Other winners were Annette Gordon-Reed in nonfiction, for "The Hemingses of Monticello"; Mark Doty's "Fire to Fire" in poetry; and former genre writer-for-hire Judy Blundell in young people's literature, for "What I Saw and How I Lied."

Publishers, who paid up to $25,000 for a table during a time of poor sales, dined on baked tagliolini and roast filet of beef at a literary celebration held under the 70-foot ceiling and Wedgewood dome of Cipriani on Wall Street, a setting unlikely for literature or celebrating.

"Wall Street is not at the moment a street of riches, but of ruin and broken dreams," attendee Ron Chernow, the business historian and former book award winner, told The Associated Press. "We're having cocktails and wearing tuxedos and it doesn't feel completely right."

Awards host Eric Bogosian joked to the audience about the gilded venue: "This was a bank once, and they built banks like this because banks never fail."
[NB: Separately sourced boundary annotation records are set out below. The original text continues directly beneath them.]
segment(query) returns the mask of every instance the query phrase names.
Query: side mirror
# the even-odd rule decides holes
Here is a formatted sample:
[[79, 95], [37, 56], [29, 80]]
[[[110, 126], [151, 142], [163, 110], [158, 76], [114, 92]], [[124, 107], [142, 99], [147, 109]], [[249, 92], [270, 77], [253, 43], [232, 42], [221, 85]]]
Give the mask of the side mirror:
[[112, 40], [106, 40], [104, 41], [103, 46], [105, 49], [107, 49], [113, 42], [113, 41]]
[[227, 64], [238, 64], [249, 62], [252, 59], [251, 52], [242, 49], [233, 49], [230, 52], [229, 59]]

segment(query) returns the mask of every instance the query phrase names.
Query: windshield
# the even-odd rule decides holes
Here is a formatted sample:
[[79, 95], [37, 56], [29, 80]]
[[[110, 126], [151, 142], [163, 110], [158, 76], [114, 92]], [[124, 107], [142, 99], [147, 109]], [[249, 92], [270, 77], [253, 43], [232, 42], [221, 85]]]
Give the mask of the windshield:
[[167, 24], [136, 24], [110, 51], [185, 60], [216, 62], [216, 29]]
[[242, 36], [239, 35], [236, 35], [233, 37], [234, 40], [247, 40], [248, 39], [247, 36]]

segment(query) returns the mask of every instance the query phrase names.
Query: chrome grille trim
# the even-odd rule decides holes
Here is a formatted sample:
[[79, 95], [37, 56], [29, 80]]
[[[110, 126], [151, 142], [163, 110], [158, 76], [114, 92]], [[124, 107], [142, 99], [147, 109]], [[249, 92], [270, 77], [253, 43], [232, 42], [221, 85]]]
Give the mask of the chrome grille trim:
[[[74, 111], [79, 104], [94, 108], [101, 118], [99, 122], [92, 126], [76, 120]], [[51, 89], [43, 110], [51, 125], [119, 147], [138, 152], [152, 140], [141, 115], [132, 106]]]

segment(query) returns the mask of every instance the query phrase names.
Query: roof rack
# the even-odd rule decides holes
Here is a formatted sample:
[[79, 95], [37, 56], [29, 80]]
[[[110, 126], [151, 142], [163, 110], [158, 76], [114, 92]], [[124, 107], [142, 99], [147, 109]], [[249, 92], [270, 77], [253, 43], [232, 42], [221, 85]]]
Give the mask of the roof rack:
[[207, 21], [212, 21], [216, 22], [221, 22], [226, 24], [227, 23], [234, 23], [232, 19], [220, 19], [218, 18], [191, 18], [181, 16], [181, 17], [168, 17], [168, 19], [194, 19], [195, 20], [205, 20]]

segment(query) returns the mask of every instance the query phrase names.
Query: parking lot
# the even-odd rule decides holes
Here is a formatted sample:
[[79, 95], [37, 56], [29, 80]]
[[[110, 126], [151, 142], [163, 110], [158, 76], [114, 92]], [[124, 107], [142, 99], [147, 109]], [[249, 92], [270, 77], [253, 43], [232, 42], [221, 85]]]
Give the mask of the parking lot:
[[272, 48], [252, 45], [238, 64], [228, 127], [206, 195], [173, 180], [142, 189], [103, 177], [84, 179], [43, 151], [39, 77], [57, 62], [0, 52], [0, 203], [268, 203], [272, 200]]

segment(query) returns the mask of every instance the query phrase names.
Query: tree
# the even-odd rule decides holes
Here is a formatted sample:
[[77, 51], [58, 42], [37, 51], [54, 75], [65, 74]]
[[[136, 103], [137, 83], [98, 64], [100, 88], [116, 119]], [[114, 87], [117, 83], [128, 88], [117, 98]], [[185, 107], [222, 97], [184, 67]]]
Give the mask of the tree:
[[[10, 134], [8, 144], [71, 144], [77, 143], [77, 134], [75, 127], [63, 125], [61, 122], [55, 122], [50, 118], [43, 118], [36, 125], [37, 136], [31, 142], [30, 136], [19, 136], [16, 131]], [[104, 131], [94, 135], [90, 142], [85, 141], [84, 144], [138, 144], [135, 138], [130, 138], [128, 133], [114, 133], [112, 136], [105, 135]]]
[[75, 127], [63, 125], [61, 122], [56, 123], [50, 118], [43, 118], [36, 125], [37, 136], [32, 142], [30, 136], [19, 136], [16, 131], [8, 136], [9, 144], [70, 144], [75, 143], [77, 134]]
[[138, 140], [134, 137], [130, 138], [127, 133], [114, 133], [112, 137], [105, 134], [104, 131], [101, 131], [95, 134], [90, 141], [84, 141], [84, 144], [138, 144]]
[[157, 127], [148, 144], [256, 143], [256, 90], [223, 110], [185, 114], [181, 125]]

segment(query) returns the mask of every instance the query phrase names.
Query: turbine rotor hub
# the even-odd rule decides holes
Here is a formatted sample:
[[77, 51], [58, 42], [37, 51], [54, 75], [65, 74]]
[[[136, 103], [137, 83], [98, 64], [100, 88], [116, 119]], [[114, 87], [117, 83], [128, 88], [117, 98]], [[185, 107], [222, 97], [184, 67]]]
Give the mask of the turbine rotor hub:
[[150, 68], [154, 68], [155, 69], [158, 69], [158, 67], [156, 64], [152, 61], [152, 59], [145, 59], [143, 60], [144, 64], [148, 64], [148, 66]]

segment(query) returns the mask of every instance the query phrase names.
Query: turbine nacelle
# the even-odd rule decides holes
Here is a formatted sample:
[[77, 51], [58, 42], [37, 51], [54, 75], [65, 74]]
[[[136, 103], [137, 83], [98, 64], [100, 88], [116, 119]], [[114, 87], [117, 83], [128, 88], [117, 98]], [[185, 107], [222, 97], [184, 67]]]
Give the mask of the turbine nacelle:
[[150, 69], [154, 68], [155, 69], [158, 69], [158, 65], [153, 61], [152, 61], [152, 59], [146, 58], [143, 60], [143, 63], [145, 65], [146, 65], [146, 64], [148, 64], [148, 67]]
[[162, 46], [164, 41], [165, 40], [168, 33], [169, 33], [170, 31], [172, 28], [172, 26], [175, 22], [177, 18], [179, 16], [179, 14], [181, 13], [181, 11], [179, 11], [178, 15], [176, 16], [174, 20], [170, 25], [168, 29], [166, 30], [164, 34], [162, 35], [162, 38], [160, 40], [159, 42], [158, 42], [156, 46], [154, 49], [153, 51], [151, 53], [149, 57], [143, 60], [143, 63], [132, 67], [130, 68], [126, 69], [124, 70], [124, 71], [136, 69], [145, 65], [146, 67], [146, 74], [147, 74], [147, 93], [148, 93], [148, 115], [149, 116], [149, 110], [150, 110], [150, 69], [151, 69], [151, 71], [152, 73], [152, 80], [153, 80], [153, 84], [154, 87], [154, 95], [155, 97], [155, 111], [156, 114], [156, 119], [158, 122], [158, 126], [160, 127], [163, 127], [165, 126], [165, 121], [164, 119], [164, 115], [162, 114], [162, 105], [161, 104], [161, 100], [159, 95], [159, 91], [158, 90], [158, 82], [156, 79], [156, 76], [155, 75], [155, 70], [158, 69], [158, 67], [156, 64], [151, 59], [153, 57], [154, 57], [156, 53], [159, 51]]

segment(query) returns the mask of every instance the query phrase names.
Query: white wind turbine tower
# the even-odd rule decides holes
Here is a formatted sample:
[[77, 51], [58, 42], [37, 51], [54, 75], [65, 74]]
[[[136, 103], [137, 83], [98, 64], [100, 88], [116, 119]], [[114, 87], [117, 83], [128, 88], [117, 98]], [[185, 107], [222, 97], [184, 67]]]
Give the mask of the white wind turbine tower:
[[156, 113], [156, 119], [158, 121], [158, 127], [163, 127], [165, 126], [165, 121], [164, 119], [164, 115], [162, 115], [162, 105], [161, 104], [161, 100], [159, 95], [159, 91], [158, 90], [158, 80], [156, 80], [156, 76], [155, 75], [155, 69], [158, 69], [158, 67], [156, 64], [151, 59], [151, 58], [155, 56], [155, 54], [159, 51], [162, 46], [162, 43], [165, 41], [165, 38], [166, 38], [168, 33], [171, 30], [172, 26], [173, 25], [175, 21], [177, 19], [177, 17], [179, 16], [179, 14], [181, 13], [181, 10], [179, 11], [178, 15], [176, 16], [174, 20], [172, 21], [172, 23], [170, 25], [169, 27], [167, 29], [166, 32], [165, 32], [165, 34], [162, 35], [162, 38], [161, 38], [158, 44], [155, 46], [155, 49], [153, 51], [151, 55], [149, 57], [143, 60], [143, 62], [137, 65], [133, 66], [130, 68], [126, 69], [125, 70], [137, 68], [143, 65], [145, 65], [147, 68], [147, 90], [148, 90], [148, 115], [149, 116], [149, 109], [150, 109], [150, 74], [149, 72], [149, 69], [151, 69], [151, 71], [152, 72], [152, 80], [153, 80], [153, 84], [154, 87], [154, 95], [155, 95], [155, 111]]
The economy inspired nervous laughter; the name Barack Obama happy, relieved applause. Bogosian called the bookish president-elect, "in the broadest sense of the word, a reader."

Noting that Obama has been openly influenced by Doris Kearns Goodwin's Lincoln biography, "Team of Rivals," Bogosian commented, "That's just so cool."

Honorary award winner Maxine Hong Kingston, who, like Obama, spent many years in Hawaii, praised his way of "putting things right by talking them through."

Fellow honorary winner Barney Rosset, the publisher and literary agitator, called Obama "a dynamic leader," a miracle. Declared the 86-year-old Rosset, who walked gamely to the podium, with a cane, but grinned boldly: "For the first time in recent memory I am not thinking of renouncing my American passport."

Obama also starred in the acceptance speeches of the nonfiction winner, Gordon-Reed, and poetry winner Mark Doty, who cited the election and his recent marriage to his male partner: "We are on a path to equality for all Americans and nothing is going to turn us back."